Bo Burnham – Make Happy
I haven’t watched a Bo Burnham show before; in fact I didn’t know his name before watching Make Happy. That’s not to say his isn’t a name worth knowing; just my perspective.
Some of my recent favourites in stand-up are: Louis CK, Hannibal Buress, Bill Burr, Marc Maron and Tom Segura (you may notice the connection which is of course: Netflix). Another connection between these comedians is their style/subjects: everyday life, self-deprecation and social interaction; the kind of stand-up I seem to enjoy.
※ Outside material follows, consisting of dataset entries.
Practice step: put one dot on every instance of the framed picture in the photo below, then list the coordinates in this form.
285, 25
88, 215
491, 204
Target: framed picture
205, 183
Burnham is a musical comedian, however, he keeps the musical sets/ jokes brief. A varied entertainer, Burnham uses stage lighting, soundtracks, stand-up comedy and his music throughout his performance. He is clearly aware that keeping the show varied is vital in keeping an audience attentive and avoiding a set becoming stale.
It seems fair to say that, as a previous Youtuber, Burnham’s intended audience is younger than the previous comedians mentioned. I wouldn’t go as far as saying Burnham has a less mature sense of humour as that’s not necessarily true. However, he does have an energetic delivery that, combined with some pop-culture topics, would appeal mainly to Millenials (birth years ‘89 – ’00).
Burnham describes his own set as “a series of discrete bits”, his topics and performance jumps around quite rapidly and with a moment’s loss of concentration you could find yourself in an entirely new segment.
If the fact a good percentage of the show includes Burnham singing on piano bothers you then this show may not be a strong recommendation, nor if you aren’t a fan of Youtube personalities. However, these were two opinions I had at beginning the show. I feel I should add that his ironic track about suicide has a dark humour that shouldn’t be overlooked; it dug his morals deeper and showed the full spectrum of Burnham’s sense of humour.
To accumulate Burnham’s hard work into a list of topics is unfair, but here’s a list to get an idea of what Burnham touches upon: Relationships, Media/fame, Country singers, Kanye west’s use of auto-tune and a pinch of self-deprecation.
Overall, if you have access to a Netflix account and anything in this article has caught your interest then Bo Burnham’s Make Happy is worth a watch. The performance seems to focus on a generation of undervaluing depressives with a self aware dark humour. Maybe it’s time I took a look at his previous work.